2

I have a home.jsf that invoke a login servlet that look into database and query out the user object given the username and password. Then I save that user object into session under attribute name user, like this request.getSession().setAttribute("user", user);

protected void doPost(HttpServletRequest request, HttpServletResponse response)
        throws ServletException, IOException {
    String username = request.getParameter("username");
    String password = request.getParameter("password");
    boolean remember = "true".equals(request.getParameter("remember"));
    //Hashing the password with SHA-256 algorithms
    password = hash(password);
    HttpSession s = request.getSession(false);
    if (s != null) {
        logger.log(Level.INFO, "Id: {0}", s.getId());
    }
    User user = scholarEJB.findUserByUserNamePassword(username, password);
    try {
        if (user != null) {
            request.login(username, password);
            request.getSession().setAttribute("user", user);                
            if (remember) {
                String uuid = UUID.randomUUID().toString();
                UserCookie uc = new UserCookie(uuid, user.getId());
                scholarEJB.persist(uc);
                Helper.addCookie(response, Helper.COOKIE_NAME, uuid, Helper.COOKIE_AGE);                    
            }else{
                //If the user decide they dont want us to remember them
                //anymore, delete any cookie associate with this user off
                //the table
                scholarEJB.deleteUserCookie(user.getId());
                Helper.removeCookie(response, Helper.COOKIE_NAME);
            }
            response.sendRedirect("CentralFeed.jsf");
        }else{
            response.sendRedirect("LoginError.jsf");
        }
    } catch (Exception e) {
        response.sendRedirect("LoginError.jsf");
    }

Then I have a Filer that map to all my secured page, that will try to retrieve the user object from the session, otherwise, redirect me to home.jsf to login again

public void doFilter(ServletRequest req, ServletResponse res, FilterChain chain) throws IOException, ServletException {
    HttpServletRequest request = (HttpServletRequest) req;
    HttpServletResponse response = (HttpServletResponse) res;
    HttpSession s = request.getSession(false);        
    if (s != null) {
        logger.log(Level.INFO, "Id Before: {0}", s.getId());
    }
    User user = (User) request.getSession().getAttribute("user");
    s = request.getSession(false);
    if (s != null) {
        logger.log(Level.INFO, "Id After: {0}", s.getId());
    }
    if (user == null) {
        String uuid = Helper.getCookieValue(request, Helper.COOKIE_NAME);
        if (uuid != null) {
            user = scholarEJB.findUserByUUID(uuid);
            if (user != null) {
                request.getSession().setAttribute("user", user);    //Login
                Helper.addCookie(response, Helper.COOKIE_NAME, uuid, Helper.COOKIE_AGE);
            } else {
                Helper.removeCookie(response, Helper.COOKIE_NAME);
            }
        }
    }
    if (user == null) {
        response.sendRedirect("home.jsf");
    } else {
        response.setHeader("Cache-Control", "no-cache, no-store, must-revalidate"); // HTTP 1.1.
        response.setHeader("Pragma", "no-cache"); // HTTP 1.0.
        response.setDateHeader("Expires", 0); // Proxies.
        chain.doFilter(req, res);
    }

Now as you see here, I manipulate some Cookie as well, but that is only happen when I check remember me.

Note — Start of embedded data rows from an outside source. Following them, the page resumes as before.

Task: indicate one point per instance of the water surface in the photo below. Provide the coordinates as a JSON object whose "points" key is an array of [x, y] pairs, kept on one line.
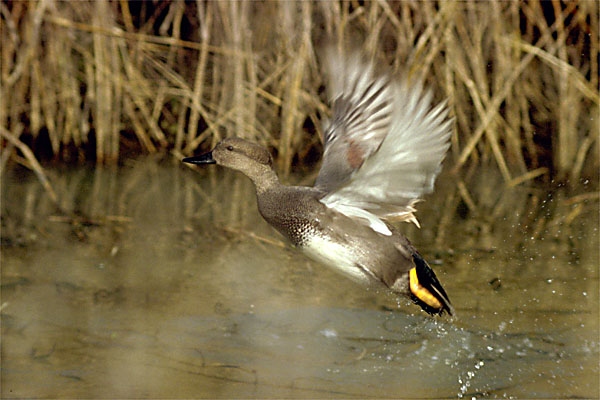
{"points": [[166, 283]]}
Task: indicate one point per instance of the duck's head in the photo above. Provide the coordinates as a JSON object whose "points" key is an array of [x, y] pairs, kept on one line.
{"points": [[249, 158]]}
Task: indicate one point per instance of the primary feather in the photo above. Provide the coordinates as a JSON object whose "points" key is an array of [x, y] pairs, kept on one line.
{"points": [[384, 147]]}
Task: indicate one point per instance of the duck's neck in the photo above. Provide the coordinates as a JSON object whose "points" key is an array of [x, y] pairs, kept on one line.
{"points": [[264, 179]]}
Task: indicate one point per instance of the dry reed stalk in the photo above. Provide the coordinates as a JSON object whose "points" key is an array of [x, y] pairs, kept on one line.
{"points": [[518, 80], [34, 165]]}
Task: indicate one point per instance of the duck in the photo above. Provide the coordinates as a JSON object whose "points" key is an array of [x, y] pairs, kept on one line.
{"points": [[382, 151]]}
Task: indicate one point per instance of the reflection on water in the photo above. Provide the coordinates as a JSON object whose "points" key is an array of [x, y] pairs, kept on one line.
{"points": [[167, 283]]}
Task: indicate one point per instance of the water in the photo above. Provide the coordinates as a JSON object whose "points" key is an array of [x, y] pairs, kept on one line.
{"points": [[168, 284]]}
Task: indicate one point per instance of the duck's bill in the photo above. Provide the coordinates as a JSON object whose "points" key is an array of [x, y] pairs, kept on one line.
{"points": [[426, 290], [205, 158]]}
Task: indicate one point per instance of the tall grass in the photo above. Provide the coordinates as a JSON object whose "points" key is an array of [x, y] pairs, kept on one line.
{"points": [[101, 80]]}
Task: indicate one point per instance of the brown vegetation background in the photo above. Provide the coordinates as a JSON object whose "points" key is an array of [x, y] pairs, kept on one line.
{"points": [[102, 81]]}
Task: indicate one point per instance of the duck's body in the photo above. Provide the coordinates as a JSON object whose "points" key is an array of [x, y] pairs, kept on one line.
{"points": [[382, 151]]}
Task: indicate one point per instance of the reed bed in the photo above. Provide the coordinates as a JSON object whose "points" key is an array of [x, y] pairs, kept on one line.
{"points": [[102, 81]]}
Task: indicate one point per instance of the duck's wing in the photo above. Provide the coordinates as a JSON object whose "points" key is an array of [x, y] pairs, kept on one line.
{"points": [[362, 105], [405, 162]]}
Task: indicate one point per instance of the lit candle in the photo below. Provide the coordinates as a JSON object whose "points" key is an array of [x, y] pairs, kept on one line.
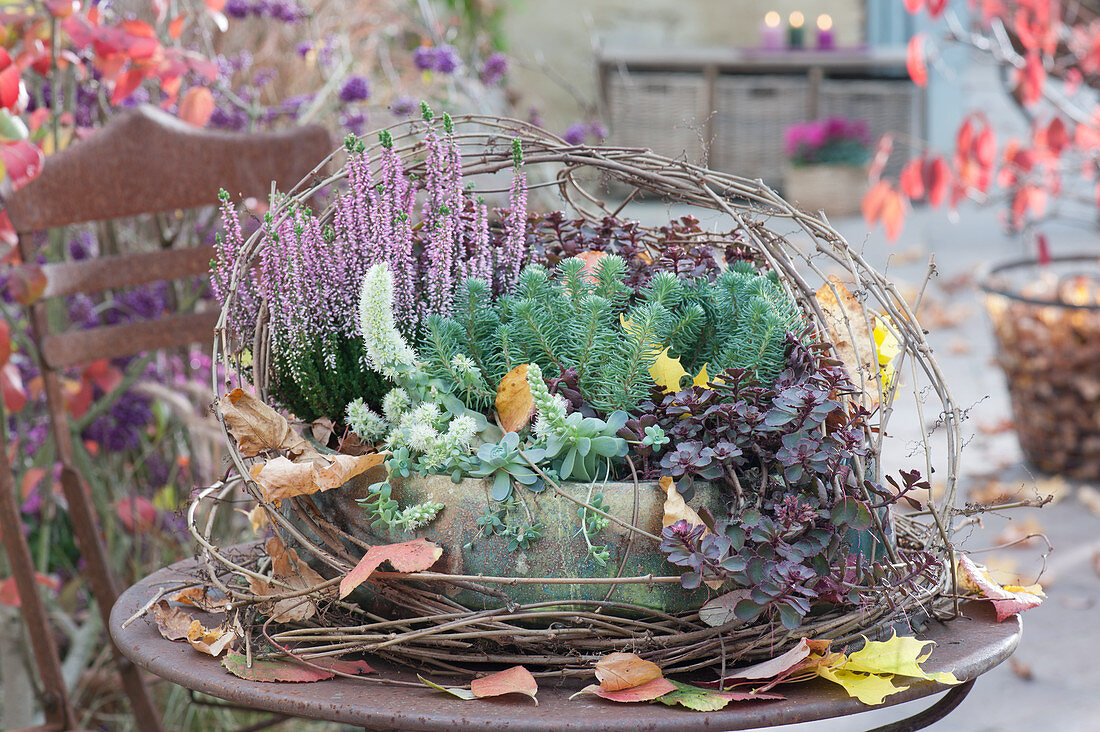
{"points": [[795, 34], [825, 41], [771, 36]]}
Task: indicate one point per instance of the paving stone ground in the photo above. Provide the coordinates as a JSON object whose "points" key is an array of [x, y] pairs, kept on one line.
{"points": [[1054, 684]]}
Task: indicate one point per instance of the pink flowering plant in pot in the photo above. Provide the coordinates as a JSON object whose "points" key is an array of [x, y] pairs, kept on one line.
{"points": [[826, 162]]}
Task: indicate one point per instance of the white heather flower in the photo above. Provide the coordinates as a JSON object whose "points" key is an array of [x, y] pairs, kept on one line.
{"points": [[395, 404], [384, 346], [421, 436], [365, 422], [461, 432]]}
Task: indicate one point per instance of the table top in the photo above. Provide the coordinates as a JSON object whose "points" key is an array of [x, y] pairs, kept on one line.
{"points": [[968, 646]]}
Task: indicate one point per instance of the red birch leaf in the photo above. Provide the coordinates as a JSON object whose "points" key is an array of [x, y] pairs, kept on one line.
{"points": [[127, 85], [915, 63], [197, 106], [23, 162], [624, 670], [405, 557], [285, 669], [647, 691], [11, 385], [937, 177], [872, 203], [911, 179], [516, 679]]}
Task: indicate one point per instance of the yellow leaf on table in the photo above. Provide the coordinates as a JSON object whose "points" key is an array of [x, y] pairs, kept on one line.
{"points": [[667, 372], [857, 346], [283, 479], [293, 572], [675, 507], [625, 670], [514, 402]]}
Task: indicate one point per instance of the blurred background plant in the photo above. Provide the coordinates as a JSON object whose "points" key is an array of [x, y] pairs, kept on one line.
{"points": [[143, 436]]}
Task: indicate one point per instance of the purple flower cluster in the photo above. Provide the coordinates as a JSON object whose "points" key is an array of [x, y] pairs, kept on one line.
{"points": [[442, 58], [355, 88], [286, 11], [494, 68], [309, 274], [809, 141]]}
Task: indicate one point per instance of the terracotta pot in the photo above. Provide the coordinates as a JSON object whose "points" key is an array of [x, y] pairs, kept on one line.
{"points": [[1046, 318], [836, 189], [560, 553]]}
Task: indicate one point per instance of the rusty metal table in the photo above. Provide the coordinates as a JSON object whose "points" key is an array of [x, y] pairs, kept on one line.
{"points": [[968, 646]]}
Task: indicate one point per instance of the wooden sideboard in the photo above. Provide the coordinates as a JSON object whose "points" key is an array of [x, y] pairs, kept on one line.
{"points": [[729, 107]]}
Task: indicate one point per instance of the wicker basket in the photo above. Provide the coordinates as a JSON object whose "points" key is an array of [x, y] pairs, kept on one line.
{"points": [[752, 111], [437, 632]]}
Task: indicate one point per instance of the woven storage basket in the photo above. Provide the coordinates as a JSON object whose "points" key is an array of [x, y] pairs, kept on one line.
{"points": [[564, 637], [752, 111]]}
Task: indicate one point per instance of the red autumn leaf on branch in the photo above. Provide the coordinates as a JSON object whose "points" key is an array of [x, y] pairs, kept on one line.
{"points": [[915, 63], [1031, 78], [284, 669], [197, 106]]}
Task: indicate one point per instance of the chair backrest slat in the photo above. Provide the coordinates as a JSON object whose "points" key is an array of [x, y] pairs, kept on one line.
{"points": [[124, 271], [76, 347], [146, 161]]}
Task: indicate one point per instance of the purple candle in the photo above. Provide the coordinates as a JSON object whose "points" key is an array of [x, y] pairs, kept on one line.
{"points": [[825, 41], [771, 35]]}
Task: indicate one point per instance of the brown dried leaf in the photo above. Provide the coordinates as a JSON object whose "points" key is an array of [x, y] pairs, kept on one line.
{"points": [[283, 479], [514, 402], [856, 346], [173, 622], [210, 641], [197, 597], [290, 570], [257, 427], [516, 679], [405, 557], [625, 670]]}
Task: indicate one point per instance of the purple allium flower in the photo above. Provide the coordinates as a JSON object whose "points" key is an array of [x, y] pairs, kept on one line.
{"points": [[354, 121], [355, 88], [494, 68], [574, 134], [424, 58], [84, 246], [238, 9], [447, 59], [404, 106]]}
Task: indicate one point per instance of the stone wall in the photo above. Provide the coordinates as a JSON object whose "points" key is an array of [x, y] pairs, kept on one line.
{"points": [[559, 36]]}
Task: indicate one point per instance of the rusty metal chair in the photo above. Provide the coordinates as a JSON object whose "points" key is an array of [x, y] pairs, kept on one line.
{"points": [[143, 162]]}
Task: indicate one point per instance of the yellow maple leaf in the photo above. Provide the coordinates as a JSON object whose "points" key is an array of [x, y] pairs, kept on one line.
{"points": [[667, 372], [871, 673]]}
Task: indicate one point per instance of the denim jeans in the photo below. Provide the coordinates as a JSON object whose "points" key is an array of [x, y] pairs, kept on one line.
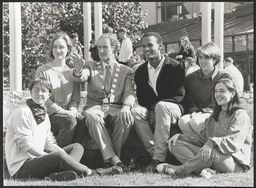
{"points": [[58, 161], [63, 127], [166, 114], [190, 156]]}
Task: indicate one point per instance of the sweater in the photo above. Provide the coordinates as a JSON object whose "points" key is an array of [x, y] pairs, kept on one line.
{"points": [[65, 89], [169, 84], [232, 135], [22, 134]]}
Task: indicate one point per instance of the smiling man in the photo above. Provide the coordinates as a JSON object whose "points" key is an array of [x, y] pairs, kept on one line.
{"points": [[160, 92], [109, 100]]}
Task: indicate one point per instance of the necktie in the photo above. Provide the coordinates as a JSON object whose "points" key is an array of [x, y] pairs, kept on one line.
{"points": [[107, 83]]}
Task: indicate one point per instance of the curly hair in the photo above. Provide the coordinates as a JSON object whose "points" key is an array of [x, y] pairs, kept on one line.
{"points": [[114, 42], [42, 81], [63, 36], [210, 50], [232, 104]]}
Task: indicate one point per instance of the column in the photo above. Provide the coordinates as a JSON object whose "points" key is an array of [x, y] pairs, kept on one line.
{"points": [[87, 30], [206, 21], [15, 47], [219, 29], [98, 19]]}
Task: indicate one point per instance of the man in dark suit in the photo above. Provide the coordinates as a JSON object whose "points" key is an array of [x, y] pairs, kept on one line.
{"points": [[160, 92], [109, 100]]}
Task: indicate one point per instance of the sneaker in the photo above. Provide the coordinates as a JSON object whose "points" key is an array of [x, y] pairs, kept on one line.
{"points": [[152, 166], [165, 168], [109, 171], [208, 173], [63, 176], [124, 167], [107, 165]]}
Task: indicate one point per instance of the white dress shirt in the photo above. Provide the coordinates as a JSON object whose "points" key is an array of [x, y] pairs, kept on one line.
{"points": [[153, 74]]}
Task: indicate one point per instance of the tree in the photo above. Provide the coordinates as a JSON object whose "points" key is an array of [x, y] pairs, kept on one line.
{"points": [[42, 20], [114, 14], [36, 29]]}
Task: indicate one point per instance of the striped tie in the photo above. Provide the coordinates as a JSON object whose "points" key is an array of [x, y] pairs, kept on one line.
{"points": [[107, 83]]}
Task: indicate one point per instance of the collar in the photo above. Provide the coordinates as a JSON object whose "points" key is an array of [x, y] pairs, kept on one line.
{"points": [[215, 72], [112, 64], [159, 65]]}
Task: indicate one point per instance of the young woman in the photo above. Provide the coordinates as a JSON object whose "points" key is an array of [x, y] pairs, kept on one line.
{"points": [[190, 65], [30, 148], [186, 50], [65, 97], [225, 143], [199, 85]]}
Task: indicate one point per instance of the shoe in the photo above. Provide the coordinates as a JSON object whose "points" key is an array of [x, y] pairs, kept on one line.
{"points": [[109, 171], [152, 166], [208, 173], [63, 176], [107, 165], [124, 167], [165, 168]]}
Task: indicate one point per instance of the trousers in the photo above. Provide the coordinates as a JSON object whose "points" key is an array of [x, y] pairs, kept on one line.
{"points": [[190, 157], [166, 114], [63, 127], [107, 131], [41, 167]]}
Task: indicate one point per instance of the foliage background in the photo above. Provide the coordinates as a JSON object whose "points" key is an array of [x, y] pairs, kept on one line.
{"points": [[42, 20]]}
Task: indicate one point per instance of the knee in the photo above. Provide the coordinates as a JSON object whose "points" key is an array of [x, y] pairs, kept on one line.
{"points": [[70, 121], [134, 111], [174, 148], [138, 113], [78, 146], [160, 106], [93, 120], [184, 121]]}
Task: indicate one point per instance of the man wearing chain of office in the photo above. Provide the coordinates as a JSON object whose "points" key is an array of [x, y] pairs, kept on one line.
{"points": [[109, 100]]}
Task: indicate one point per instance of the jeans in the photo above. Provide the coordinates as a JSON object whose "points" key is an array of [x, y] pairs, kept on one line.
{"points": [[190, 156], [193, 125], [63, 127], [109, 133], [166, 114], [58, 161]]}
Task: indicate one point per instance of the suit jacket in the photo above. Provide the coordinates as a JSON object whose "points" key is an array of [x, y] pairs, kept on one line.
{"points": [[169, 84], [121, 77]]}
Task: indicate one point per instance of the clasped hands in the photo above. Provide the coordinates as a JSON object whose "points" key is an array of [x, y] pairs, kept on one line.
{"points": [[78, 61], [125, 116]]}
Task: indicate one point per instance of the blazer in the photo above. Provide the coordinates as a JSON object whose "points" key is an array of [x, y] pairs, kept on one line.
{"points": [[121, 77], [169, 84]]}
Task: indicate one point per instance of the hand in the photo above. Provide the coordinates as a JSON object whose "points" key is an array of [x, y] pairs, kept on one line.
{"points": [[172, 141], [125, 116], [193, 114], [206, 152], [72, 113], [151, 118], [77, 61], [179, 57]]}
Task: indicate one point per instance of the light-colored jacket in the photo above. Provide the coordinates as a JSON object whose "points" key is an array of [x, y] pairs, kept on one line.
{"points": [[121, 78]]}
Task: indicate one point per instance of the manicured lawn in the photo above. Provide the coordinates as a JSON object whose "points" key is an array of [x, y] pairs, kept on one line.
{"points": [[137, 178]]}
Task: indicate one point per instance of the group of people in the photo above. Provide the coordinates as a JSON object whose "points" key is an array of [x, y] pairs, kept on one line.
{"points": [[214, 131]]}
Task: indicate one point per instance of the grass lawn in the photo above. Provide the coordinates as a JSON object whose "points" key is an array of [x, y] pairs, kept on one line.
{"points": [[137, 178], [148, 179]]}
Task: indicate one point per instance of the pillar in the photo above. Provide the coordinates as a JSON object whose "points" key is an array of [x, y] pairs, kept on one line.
{"points": [[87, 29], [15, 47], [206, 21], [98, 19], [219, 29]]}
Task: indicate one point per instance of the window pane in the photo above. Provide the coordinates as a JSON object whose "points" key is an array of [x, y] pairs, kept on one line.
{"points": [[228, 44], [173, 48], [240, 43], [250, 42]]}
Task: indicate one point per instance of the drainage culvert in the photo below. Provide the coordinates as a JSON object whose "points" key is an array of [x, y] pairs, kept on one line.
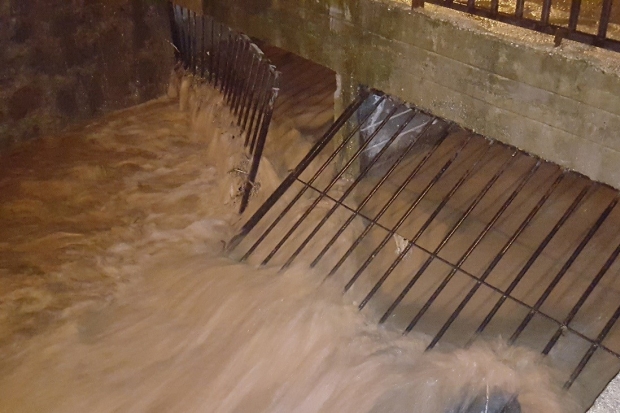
{"points": [[439, 232]]}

So now I am in CentralFeed.jsf, but then any request that I send from here will bring back to home.jsf to login again. I walk through a debugger, so when I first login, the first time I get into the Filter, i successfully retrieve the user object from session by request.getSession().getAttribute("user");. But after that, when I get back in the filter, I no longer the session attribute user anymore. I set session timeout to be 30 min in my web.xml

<session-config>
    <session-timeout>
        30
    </session-timeout>
</session-config>

EDIT

Now when I print out the session Id between request, it is fact different session id, but I have no idea why? please help.

EDIT2

@BalusC: I actually did invalidate the session. Back then, you show me how to force a logout when user log in somewhere else (http://stackoverflow.com/questions/2372311/jsf-how-to-invalidate-an-user-session-when-he-logs-twice-with-the-same-credentia). So inside User entity i have this

@Entity
public class User implements Serializable, HttpSessionBindingListener {
   @Transient
   private static Map<User, HttpSession> logins = new HashMap<User, HttpSession>();    

   @Override
   public void valueBound(HttpSessionBindingEvent event) {
     HttpSession session = logins.remove(this);
     if (session != null) {
        session.invalidate();  //This is where I invalidate the session
     }
     logins.put(this, event.getSession());
   }

   @Override
   public void valueUnbound(HttpSessionBindingEvent event) {
     logins.remove(this);
   }
}

In the valueBound method, I did invalidate the session, when I comment it out, everything work. I walk through the debugger, and here is what happen. When I first log in, the LoginServlet catch it. Then the line request.getSession().setAttribute("user", user); invoke the method valueBound. Then the Filter got called, and the line chain.doFilter(req, res); invoke the valueBound method again, this time, session is not null so it get in the if and session.invalidate. I comment the session.invalidate out and it work. But as u might have guess, I cant force a log out when user login somewhere else. Do you see a obvious solution for this BalusC?

Thang Pham
  • 38,125
  • 75
  • 201
  • 285

2 Answers2

2

The HTTP session is maintained by the JSESSIONID cookie. Ensure that your Helper.COOKIE_NAME doesn't use the same cookie name, it will then override the session cookie.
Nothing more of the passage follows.